I am apolitical by nature. The entire process of electing representatives, from city councils to Presidents, leaves me cold. Blame my extraordinary microeconomics professor H. Scott Bierman who was at Carleton College then but now is the President at Beloit College. He helped me crystallize a handful of tangential thoughts about our system into a unifying theory regarding what governs human behavior, political or social.
But that does not mean I don’t read a newspaper, watch TV news, or occasionally surf the Interwebs to watch the latest follies in politics and government. And what I see regarding the Social Security system is the single silliest and ridiculous “problem” that our country faces.
I am quite fortunate that, just like many other people, I have the pleasure of reaching the payday in the second half of the year when my FICA disappears and I have extra money. Found money.
But why is it so?
I don’t work for the Government Accountability Office, but I am pretty sure that if there was no Federal Insurance Contributions Act (FICA) limit, if we all paid FICA all year no matter how much we earned, that we could solve the Social Security problem. Current law says that employees pay 6.2 percent FICA tax on the first $106,800 of earnings per year to help finance Social Security. People who are fortunate enough to make more than $106,800 pay zero FICA tax on every dollar they earn above that cap.
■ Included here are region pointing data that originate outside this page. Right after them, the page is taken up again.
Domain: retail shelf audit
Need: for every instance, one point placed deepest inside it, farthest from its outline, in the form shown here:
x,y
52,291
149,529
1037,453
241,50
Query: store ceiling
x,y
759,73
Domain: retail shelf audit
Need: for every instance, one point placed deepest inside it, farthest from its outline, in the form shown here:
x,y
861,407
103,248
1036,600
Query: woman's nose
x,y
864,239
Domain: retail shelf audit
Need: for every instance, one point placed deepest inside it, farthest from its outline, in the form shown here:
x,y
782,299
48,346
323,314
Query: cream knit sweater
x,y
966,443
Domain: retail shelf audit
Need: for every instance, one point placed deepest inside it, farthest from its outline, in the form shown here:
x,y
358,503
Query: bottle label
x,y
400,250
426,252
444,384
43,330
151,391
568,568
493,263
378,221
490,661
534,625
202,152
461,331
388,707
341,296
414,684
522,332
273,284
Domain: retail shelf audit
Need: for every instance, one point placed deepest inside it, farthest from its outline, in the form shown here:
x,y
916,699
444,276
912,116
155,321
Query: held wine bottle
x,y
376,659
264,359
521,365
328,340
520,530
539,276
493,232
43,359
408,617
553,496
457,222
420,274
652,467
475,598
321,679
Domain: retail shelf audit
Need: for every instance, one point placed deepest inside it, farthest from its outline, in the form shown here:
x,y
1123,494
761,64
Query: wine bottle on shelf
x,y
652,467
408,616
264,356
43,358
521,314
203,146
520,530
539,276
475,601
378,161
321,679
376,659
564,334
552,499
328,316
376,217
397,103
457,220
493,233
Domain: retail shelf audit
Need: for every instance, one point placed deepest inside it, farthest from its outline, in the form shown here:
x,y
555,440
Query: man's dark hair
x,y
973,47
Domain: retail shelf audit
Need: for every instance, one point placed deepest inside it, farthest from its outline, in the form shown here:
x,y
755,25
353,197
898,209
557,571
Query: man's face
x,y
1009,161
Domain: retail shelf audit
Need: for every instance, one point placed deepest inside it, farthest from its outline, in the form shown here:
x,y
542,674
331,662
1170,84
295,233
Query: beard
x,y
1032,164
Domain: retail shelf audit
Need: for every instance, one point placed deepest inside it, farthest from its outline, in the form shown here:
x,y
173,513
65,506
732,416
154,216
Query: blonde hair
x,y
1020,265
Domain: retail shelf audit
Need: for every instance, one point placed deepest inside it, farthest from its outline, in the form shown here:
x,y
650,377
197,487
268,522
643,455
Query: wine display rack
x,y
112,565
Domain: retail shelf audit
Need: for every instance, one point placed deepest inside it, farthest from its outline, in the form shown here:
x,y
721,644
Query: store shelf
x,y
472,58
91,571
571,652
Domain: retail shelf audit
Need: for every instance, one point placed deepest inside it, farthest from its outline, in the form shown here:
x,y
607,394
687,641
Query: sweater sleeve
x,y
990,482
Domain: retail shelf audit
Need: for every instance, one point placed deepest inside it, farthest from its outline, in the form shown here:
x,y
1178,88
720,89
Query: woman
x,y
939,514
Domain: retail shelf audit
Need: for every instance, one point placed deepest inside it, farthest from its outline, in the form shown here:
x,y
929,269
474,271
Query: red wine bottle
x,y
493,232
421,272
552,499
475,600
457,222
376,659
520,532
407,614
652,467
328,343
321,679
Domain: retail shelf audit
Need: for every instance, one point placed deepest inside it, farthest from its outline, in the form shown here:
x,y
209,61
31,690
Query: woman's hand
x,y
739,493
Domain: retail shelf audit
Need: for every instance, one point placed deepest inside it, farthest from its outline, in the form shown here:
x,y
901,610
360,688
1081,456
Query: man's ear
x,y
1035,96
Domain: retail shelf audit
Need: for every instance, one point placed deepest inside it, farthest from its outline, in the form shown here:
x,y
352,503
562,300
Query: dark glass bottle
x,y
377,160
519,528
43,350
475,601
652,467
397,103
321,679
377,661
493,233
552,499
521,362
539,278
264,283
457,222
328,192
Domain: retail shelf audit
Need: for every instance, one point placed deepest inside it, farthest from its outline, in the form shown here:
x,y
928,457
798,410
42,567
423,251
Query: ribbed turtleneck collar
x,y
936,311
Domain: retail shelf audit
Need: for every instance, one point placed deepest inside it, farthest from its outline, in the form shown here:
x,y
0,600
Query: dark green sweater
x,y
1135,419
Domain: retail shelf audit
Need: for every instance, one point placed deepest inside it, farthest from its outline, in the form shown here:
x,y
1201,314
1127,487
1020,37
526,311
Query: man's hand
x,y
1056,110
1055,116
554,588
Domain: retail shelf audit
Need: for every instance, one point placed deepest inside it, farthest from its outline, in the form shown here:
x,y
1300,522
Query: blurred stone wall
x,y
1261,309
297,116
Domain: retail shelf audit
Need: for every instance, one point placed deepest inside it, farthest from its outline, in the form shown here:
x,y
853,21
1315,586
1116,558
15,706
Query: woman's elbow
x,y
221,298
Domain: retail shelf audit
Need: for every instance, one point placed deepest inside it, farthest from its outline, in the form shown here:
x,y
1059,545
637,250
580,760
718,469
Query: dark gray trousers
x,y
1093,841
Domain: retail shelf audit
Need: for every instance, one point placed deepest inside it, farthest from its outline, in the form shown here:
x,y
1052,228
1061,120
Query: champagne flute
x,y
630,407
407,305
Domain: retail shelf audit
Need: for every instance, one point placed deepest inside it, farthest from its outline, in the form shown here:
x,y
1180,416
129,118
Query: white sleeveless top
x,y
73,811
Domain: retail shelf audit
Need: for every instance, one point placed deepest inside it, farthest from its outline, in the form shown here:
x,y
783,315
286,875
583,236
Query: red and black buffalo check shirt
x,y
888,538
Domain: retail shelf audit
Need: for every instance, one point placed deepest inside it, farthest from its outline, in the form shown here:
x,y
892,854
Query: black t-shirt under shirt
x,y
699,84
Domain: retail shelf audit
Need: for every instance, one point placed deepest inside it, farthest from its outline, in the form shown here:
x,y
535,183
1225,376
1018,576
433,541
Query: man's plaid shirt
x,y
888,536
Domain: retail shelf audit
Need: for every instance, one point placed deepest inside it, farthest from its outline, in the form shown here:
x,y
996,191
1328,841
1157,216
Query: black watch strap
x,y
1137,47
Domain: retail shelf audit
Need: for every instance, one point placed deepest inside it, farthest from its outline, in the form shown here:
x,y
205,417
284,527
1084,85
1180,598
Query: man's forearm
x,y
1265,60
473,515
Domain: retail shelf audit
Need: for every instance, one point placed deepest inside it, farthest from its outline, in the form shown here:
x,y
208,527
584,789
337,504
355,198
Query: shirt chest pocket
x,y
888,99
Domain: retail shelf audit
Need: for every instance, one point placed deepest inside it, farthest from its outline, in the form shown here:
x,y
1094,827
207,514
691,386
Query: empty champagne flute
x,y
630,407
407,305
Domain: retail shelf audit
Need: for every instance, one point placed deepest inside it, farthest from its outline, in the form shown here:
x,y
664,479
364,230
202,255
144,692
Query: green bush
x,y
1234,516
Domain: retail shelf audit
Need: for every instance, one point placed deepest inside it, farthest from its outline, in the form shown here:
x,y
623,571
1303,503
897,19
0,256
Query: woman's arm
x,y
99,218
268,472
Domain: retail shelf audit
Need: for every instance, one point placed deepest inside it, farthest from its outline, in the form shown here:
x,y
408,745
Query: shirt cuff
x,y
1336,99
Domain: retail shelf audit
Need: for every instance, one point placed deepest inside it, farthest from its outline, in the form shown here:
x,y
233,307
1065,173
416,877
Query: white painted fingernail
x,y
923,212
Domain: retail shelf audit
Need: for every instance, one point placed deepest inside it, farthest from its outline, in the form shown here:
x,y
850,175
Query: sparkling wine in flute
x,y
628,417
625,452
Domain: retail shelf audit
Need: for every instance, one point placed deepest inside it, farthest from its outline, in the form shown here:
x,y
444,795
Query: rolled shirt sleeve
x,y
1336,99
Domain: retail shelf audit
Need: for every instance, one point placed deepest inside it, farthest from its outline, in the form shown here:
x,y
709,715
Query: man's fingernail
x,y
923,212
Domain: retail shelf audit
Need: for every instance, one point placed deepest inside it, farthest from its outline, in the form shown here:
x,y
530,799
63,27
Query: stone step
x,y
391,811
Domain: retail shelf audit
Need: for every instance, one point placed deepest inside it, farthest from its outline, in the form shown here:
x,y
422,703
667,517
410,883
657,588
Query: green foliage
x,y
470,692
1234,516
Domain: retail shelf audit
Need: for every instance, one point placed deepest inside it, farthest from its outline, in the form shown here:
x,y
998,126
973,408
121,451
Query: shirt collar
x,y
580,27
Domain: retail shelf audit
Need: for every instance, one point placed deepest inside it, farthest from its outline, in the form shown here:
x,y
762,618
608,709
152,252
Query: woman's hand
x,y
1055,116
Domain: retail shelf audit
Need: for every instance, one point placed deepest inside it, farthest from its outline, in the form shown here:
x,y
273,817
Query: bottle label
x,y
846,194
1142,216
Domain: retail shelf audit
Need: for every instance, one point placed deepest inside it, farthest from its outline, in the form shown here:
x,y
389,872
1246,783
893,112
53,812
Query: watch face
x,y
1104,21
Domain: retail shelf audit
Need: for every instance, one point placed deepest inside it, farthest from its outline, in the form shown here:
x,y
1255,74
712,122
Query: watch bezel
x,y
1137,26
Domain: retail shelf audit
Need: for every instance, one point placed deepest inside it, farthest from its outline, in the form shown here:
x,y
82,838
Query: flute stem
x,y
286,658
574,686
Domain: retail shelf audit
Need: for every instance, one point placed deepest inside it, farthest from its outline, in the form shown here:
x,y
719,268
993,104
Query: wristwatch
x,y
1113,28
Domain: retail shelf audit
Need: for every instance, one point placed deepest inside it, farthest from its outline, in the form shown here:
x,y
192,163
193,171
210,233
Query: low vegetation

Obama favors phasing out that cap slowly over a number of years. Romney would probably not favor this – he would likely rather see no FICA at all and a privatization of our retirement benefits. But if you are going to eliminate the cap, why not just do it once and have it done?
As anyone who knows me well would tell you, I am no supporter of taxes of any kind. They are a coerced transfer of wealth from the people to the government, who then can spend the money any way it pleases. None of our founding fathers envisioned that as the desired outcome, and rightly so. Nobody should ever be forced, either as a rule of law or to a mugger in the streets, to give up what is rightly theirs.
However, if there is going to be a tax, at least let us not make it regressive and punitive to those who earn less. FICA is the most regressive tax in our system. It favors those who earn more than the FICA cap, and it punishes those at or below the cap in terms of earnings. Given the potential for insolvency in the Social Security system, abolishing the $106,800 cap on FICA is the simplest and fairest road forward.
Eliminate the cap on FICA. Fully fund Social Security.
Then we can begin working on how to balance the books in a fairer tax system, one that taxes everyone equally, and one which finances a much smaller government apparatus. The possibilities are endless.
Take this first small step forward and eliminate the cap on FICA.